Although a label only member has no data associated with it, a label only member can display a value. The label only tag groups members and eases navigation and reporting. Typically, label only members are not calculated.

For example, in the Measures dimension, the member Ratios has three children, Margin%, Profit%, and Profit per Ounce. The member Ratios defines a category of members. When consolidated, Margin%, Profit%, and Profit per Ounce do not roll up to a meaningful figure for Ratios. Hence, Ratios is tagged as label only.

Checklist for Dimension and Member Properties

  • Can you identify a time dimension?

  • Can you identify an accounts dimension?

  • Can you identify qualities or characteristics of dimensions that should be defined as separate attribute dimensions?

  • Which members require special data storage properties?

Designing an Outline to Optimize Performance

Position attribute dimensions at the end of the outline.
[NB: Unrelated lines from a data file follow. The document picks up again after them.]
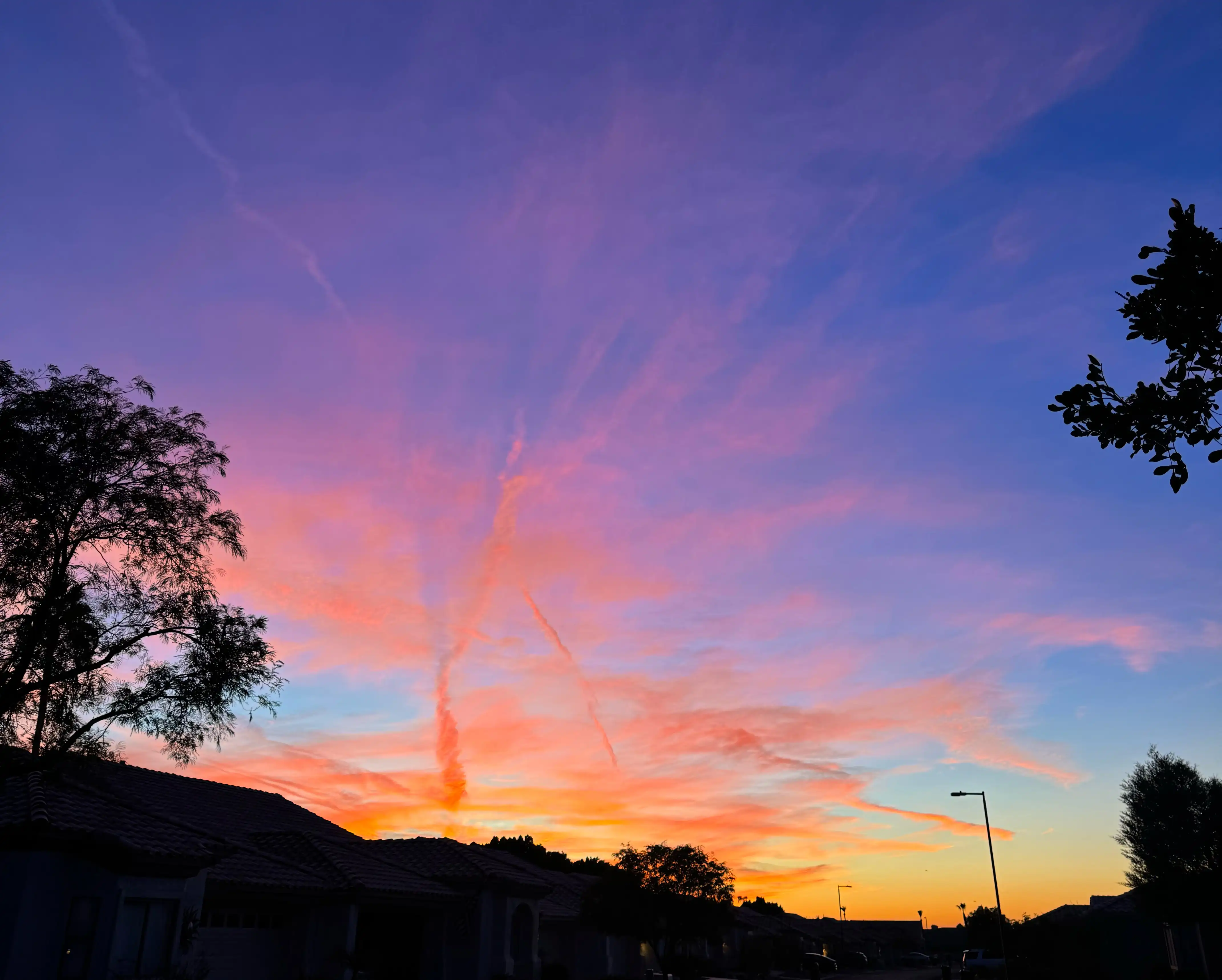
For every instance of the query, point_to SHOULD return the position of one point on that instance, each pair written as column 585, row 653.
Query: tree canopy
column 1181, row 308
column 686, row 872
column 109, row 613
column 1171, row 831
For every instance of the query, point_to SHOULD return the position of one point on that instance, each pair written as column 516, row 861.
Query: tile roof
column 461, row 864
column 220, row 808
column 57, row 806
column 247, row 837
column 355, row 864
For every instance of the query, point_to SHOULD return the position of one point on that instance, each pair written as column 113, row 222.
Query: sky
column 637, row 412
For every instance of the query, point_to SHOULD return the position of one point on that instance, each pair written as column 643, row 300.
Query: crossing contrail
column 141, row 65
column 592, row 702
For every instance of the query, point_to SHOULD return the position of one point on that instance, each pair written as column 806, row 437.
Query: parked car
column 982, row 963
column 813, row 962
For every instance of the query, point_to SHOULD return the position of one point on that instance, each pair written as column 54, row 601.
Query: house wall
column 36, row 904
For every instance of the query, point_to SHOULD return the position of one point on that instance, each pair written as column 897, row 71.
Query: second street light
column 1001, row 922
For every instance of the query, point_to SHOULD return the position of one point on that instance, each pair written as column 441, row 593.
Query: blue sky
column 675, row 374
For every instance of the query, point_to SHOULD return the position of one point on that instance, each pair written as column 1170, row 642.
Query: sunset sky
column 637, row 411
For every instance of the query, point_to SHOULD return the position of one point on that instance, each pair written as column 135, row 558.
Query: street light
column 841, row 904
column 1001, row 932
column 840, row 901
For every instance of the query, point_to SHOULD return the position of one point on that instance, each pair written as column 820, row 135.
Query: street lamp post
column 840, row 904
column 1001, row 932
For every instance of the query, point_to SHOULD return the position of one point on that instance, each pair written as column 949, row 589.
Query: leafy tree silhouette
column 1182, row 308
column 1171, row 831
column 109, row 614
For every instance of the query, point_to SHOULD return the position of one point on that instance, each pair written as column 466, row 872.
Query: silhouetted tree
column 685, row 870
column 1182, row 307
column 764, row 907
column 108, row 608
column 673, row 897
column 525, row 847
column 1171, row 833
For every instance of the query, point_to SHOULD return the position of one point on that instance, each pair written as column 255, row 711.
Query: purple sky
column 638, row 411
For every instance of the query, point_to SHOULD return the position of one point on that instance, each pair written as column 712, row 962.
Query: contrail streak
column 497, row 549
column 141, row 64
column 592, row 702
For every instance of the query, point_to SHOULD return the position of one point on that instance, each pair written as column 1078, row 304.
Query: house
column 1110, row 938
column 115, row 870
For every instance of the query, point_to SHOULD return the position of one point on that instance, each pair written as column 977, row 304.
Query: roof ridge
column 145, row 811
column 194, row 779
column 38, row 812
column 279, row 858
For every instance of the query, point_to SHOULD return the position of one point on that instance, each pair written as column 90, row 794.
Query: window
column 522, row 932
column 146, row 932
column 79, row 935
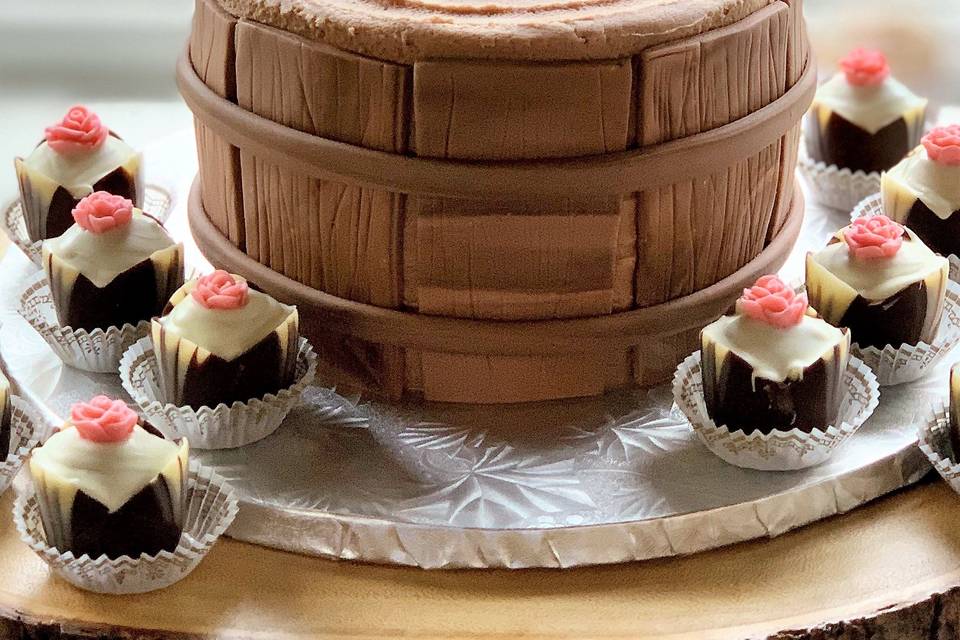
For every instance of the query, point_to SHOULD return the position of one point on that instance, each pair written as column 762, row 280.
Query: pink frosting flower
column 865, row 67
column 80, row 131
column 873, row 237
column 773, row 302
column 103, row 419
column 221, row 290
column 102, row 211
column 943, row 145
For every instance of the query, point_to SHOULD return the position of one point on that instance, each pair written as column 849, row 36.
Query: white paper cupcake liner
column 27, row 430
column 934, row 440
column 222, row 427
column 777, row 450
column 156, row 201
column 97, row 351
column 893, row 365
column 834, row 187
column 210, row 508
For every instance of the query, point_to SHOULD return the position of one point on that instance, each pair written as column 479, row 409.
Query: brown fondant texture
column 691, row 68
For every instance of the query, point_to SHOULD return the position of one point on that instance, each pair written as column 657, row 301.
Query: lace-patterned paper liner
column 27, row 430
column 210, row 508
column 222, row 427
column 157, row 202
column 834, row 187
column 97, row 351
column 778, row 450
column 935, row 443
column 908, row 363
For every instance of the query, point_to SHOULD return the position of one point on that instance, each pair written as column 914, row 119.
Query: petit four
column 923, row 190
column 115, row 266
column 221, row 342
column 108, row 486
column 772, row 365
column 863, row 119
column 77, row 157
column 878, row 279
column 6, row 411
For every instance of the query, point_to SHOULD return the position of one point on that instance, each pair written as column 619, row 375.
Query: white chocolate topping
column 870, row 108
column 917, row 177
column 110, row 473
column 227, row 333
column 775, row 354
column 101, row 257
column 877, row 279
column 78, row 173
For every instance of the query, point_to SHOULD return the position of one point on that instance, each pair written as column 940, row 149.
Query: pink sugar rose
column 79, row 132
column 873, row 237
column 101, row 211
column 221, row 290
column 103, row 420
column 773, row 302
column 943, row 145
column 865, row 68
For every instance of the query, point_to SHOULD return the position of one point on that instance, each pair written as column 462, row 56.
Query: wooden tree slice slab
column 888, row 570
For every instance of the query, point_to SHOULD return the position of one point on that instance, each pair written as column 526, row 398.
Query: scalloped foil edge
column 29, row 429
column 210, row 511
column 834, row 187
column 778, row 450
column 222, row 427
column 97, row 351
column 933, row 441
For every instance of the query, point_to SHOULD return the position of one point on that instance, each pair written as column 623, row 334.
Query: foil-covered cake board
column 560, row 484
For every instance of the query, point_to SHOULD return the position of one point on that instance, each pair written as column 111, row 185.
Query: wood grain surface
column 888, row 570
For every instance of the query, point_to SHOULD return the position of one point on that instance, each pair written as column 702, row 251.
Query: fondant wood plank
column 212, row 55
column 345, row 240
column 693, row 232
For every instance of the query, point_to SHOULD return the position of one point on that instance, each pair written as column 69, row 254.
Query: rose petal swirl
column 865, row 67
column 79, row 132
column 221, row 290
column 773, row 302
column 103, row 420
column 943, row 145
column 873, row 237
column 101, row 211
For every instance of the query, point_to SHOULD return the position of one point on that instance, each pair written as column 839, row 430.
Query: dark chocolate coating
column 261, row 370
column 5, row 417
column 846, row 145
column 942, row 236
column 896, row 321
column 741, row 403
column 131, row 297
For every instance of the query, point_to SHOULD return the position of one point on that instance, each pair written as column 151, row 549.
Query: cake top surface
column 77, row 152
column 878, row 278
column 780, row 340
column 221, row 314
column 110, row 236
column 935, row 184
column 112, row 471
column 411, row 30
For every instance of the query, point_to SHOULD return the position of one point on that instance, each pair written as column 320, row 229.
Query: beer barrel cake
column 492, row 201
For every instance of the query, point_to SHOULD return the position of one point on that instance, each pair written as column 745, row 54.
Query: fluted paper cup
column 777, row 450
column 220, row 427
column 157, row 202
column 210, row 508
column 934, row 440
column 834, row 187
column 27, row 430
column 98, row 351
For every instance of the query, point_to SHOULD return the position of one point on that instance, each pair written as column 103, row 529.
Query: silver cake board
column 560, row 484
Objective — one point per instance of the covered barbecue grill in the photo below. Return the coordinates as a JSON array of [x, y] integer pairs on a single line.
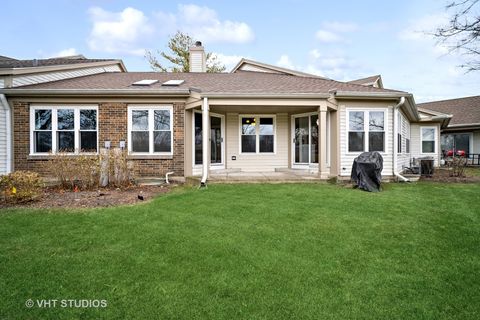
[[367, 171]]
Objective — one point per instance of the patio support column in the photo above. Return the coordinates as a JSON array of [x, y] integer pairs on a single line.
[[205, 139], [323, 171]]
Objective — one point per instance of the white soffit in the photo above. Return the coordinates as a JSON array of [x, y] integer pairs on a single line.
[[145, 82], [173, 82]]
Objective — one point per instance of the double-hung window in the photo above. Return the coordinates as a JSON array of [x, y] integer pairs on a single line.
[[366, 131], [71, 129], [150, 130], [428, 135], [257, 134]]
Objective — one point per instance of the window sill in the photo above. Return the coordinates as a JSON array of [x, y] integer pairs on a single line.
[[52, 156], [149, 156]]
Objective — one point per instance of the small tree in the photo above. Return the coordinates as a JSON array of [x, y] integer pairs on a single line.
[[463, 32], [179, 46]]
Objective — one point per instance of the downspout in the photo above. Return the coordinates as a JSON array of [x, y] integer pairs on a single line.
[[395, 140], [205, 131], [6, 106]]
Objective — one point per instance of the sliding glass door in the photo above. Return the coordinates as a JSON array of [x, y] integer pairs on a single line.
[[305, 139], [216, 139]]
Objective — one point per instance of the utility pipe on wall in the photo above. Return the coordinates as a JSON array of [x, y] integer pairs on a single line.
[[205, 140], [6, 106], [395, 139]]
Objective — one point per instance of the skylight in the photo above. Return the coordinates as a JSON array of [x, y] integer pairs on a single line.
[[173, 83], [145, 82]]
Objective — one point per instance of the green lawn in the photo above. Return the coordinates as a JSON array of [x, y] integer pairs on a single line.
[[294, 251]]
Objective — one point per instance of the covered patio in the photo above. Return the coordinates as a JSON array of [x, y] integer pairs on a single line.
[[300, 149]]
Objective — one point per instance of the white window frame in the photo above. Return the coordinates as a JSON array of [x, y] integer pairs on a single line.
[[305, 165], [435, 140], [54, 130], [366, 129], [151, 127], [257, 133], [213, 166]]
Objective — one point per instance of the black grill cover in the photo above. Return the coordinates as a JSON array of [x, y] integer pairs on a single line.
[[367, 171]]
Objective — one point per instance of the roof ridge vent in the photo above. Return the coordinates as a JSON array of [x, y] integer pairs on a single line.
[[173, 83], [145, 82]]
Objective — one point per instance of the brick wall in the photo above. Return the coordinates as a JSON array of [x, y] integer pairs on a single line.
[[112, 125]]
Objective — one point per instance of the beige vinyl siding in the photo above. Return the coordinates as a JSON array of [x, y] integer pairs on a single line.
[[59, 75], [3, 142], [476, 142], [346, 158], [257, 162], [403, 158], [416, 142]]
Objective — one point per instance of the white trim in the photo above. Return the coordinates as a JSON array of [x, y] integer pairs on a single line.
[[309, 164], [366, 119], [257, 133], [213, 166], [470, 141], [54, 130], [435, 141], [150, 108]]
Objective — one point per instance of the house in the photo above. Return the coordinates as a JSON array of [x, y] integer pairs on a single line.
[[463, 131], [18, 73], [259, 118]]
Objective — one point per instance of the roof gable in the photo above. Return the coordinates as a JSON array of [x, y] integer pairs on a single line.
[[255, 66], [373, 81]]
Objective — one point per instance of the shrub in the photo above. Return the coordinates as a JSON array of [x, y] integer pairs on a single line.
[[82, 171], [458, 165], [21, 186], [87, 172], [116, 170]]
Position dense dimensions before sparse dimensions.

The position of dimensions in an outline and the storage properties of dimensions can affect two areas of performance—how quickly calculations are run and how long it takes users to retrieve information.

See these topics to understand performance optimization basics:

Optimizing Query Performance

To optimize query performance, use the following guidelines when you design an outline:

  • If the outline contains attribute dimensions, ensure that the attribute dimensions are the only sparse Dynamic Calc dimensions in the outline.

  • In the outline, place the more-queried sparse dimensions before the less-queried sparse dimensions.

The outline illustrated below is designed for optimum query performance:

  • Because the outline contains attribute dimensions, the storage property for standard dimensions and all standard dimensions members is set as store data.

  • As the most-queried sparse dimension, the Product dimension is the first of the sparse dimensions. Base dimensions are typically queried more than other dimensions.

Figure 1-5 Designing an Outline for Optimized Query Times


This image illustrates an outline that was designed for optimum query performance, as described in the text preceding the image.

Optimizing Calculation Performance

To optimize calculation performance, order the sparse dimensions in the outline by their number of members, starting with the dimension that contains the fewest.

See Designing for Calculation Performance.

The outline illustrated below is designed for optimum calculation performance:

  • The smallest standard dimension that is sparse, Market, is the first of the sparse dimensions in the outline.

  • The largest standard dimension that is sparse, Product, is immediately above the first attribute dimension. If the outline did not contain attribute dimensions, the Product dimension would be at the end of the outline.

Figure 1-6 Designing an Outline for Optimized Calculation Times


This image illustrates an outline that was designed for optimum calculation performance, as described in the text preceding the image.

Meeting the Needs of Both Calculation and Retrieval

Although they contain the same dimensions, the example outlines shown previously are different. To determine the best outline sequence for a situation, prioritize the data retrieval requirements of the users against the time needed to run calculations on the database. How often do you expect to update and recalculate the database? What is the nature of user queries? What is the expected volume of user queries?

A possible workaround is to initially position the dimensions in the outline to optimize calculation. After you run the calculations, you can manually resequence the dimensions to optimize retrieval. When you save the outline after you reposition its dimensions, choose to restructure the database by index only. Before you run calculations again, resequence the dimensions in the outline to optimize calculation.